At $42 McDermott trades at 14x 2008 earning estimates, or about HALF of what Buffalo Wild Wings (BWLD) trades at (just trying to point out the wide discrepancies among totally disparate sectors). Fluor, along with Jacobs Engineering Group (JEC) always carries a high premium to the peer group and is at 24x 2008 earnings estimates. McDermott is now trading at levels seen a year ago; if the $40 level does not hold, technicals say we are heading to $35; if that does not hold we go back to early 2007 prices of $25... despite far higher earnings. If the $40 level DOES hold, then one could make a claim for a double bottom


- McDermott International, Inc. (NYSE:MDR - News) (“McDermott” or the “Company”) today reported net income of $177.5 million, or $0.77 per diluted share, for the 2008 second quarter, compared to net income of $149.4 million, or $0.66 per diluted share, for the corresponding period in 2007.
- McDermott’s revenues in the second quarter of 2008 were $1,792.6 million, an increase of 26.4 percent compared to $1,418.1 million in the corresponding period in 2007. The year-over-year improvement in Company revenues was primarily the result of a 50 percent increase from the Offshore Oil & Gas Construction segment.
- Revenue rose by 37 percent to $5.8 billion, up from $4.2 billion in the second quarter of 2007, driven primarily by significant growth in the Oil & Gas and Power segments.
- Net earnings rose 119 percent to $209 million, or $1.13 per diluted share, compared with $96 million or $0.53 per diluted share for the same period last year.
- Operating profit for the quarter more than doubled to $392 million, compared with $187 million in the second quarter of 2007. All business segments contributed to this positive result by posting solid growth in profit over last year.
- Second quarter results included a pre-tax gain of $79 million, or $0.26 per diluted share, from the sale of its joint venture interest in the Greater Gabbard Offshore Wind Farm project.
- Operating margins rose to 6.8 percent, reflecting improvement in all segments. Excluding the Greater Gabbard sale, operating margins were 5.4 percent, up from 4.4 percent a year ago.
- New project awards for the second quarter were a record $6.4 billion, compared to $5.8 billion in new awards a year ago. The quarter included a $1.8 billion award for the Greater Gabbard Offshore Wind Farm power project in the United Kingdom, which will provide carbon neutral, renewable electricity for more than 415,000 homes [May 16: Fluor as a Wind Play? $1.8 Billion Says Yes]
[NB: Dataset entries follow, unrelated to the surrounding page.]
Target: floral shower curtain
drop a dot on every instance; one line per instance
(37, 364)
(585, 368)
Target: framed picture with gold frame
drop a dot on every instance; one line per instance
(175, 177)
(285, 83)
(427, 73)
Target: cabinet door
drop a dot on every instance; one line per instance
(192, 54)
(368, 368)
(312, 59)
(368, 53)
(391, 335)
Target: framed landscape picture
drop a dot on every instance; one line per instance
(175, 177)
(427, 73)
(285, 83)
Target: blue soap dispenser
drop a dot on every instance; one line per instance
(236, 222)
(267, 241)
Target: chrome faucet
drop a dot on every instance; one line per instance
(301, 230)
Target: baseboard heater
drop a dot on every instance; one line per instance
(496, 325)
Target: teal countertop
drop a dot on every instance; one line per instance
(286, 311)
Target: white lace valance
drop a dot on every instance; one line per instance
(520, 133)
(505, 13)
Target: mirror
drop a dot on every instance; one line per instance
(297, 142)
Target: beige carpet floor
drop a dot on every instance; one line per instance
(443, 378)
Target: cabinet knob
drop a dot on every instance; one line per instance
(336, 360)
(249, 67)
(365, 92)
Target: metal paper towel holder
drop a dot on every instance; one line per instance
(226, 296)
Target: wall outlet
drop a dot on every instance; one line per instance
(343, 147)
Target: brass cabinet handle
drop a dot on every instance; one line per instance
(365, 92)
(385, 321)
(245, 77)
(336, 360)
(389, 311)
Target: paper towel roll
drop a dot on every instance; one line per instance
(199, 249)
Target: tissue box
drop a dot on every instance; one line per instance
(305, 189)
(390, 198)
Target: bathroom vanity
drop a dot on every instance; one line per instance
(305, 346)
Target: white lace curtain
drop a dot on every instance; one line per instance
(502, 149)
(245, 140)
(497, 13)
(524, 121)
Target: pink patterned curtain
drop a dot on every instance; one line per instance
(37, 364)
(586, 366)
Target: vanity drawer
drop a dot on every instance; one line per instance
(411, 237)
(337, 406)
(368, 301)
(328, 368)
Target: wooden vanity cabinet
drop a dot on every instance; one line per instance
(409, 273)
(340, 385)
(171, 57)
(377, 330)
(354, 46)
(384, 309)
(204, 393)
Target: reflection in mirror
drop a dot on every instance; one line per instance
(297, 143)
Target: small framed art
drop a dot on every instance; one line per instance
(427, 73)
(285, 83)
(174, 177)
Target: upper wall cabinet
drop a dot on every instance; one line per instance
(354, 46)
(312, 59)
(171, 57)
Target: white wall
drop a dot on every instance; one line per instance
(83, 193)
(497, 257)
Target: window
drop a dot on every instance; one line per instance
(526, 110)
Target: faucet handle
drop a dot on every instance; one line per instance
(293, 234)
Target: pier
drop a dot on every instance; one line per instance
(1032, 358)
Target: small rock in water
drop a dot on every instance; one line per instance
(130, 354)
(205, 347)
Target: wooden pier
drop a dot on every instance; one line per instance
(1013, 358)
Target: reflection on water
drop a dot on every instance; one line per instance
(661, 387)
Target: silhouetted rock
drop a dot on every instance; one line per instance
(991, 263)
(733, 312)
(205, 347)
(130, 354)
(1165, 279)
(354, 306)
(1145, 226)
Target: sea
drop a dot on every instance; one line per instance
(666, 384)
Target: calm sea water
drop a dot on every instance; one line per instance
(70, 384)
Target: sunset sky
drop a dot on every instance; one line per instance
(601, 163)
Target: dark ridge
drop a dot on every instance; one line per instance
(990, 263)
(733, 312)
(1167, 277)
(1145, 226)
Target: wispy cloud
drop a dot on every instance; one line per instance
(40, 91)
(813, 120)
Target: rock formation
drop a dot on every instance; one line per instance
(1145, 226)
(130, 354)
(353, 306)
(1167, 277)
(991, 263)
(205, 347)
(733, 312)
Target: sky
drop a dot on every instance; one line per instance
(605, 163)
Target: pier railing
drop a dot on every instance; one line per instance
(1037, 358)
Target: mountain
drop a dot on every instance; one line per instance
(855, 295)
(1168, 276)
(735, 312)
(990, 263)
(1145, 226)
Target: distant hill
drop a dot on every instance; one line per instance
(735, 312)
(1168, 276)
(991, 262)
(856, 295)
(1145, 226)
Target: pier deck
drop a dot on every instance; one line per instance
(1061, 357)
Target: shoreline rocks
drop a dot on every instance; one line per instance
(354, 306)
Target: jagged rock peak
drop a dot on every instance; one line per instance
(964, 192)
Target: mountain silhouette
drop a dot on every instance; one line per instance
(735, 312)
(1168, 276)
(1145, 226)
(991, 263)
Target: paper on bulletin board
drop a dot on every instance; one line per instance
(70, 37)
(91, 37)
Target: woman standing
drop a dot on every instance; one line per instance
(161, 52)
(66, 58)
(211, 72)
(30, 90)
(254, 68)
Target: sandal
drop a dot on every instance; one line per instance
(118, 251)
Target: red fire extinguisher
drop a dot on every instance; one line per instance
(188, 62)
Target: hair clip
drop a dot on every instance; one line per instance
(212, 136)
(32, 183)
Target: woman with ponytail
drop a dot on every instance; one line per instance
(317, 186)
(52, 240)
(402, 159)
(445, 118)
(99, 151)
- Consolidated backlog rose to another new company record of $33.0 billion, up 28 percent from a year ago and up $1.5 billion over the prior quarter. (the market says all/much/most of this will go away once oil goes back to where it was... last August)
- “We are encouraged by the strength of our financial results to date, and see substantial opportunity for the balance of the year,” said Chief Financial Officer Mike Steuert. “As a result, we are increasing our full year guidance for Earnings Per Share to a range of $3.65 to $3.80 per share for 2008.” This compares with previous guidance of $3.30 to $3.45 per share after adjusting for a two-for-one stock split that was effective on July 16, 2008.
Looking forward the question is to keep McDermott or not - while growth is nothing special, the valuation is quite low. I don't have a Value Line Survey in front of me but I could estimate it's somewhere near the lower end of its range. Considering I like the business prospects of Foster Wheeler (FWLT) slightly more than McDermott and it now trades at the same forward multiple (on faster growth) I'll probably exit McDermott. Both FWLT and MDR have similar destroyed charts. [Aug 6: Foster Wheeler - Solid Numbers]
I continue to be perplexed by Foster Wheeler - it posts similar growth numbers to Fluor but trades at 14x instead of 24x earnings. Backlog is not growing quite as fast, but why it trades at such a discount is a great question.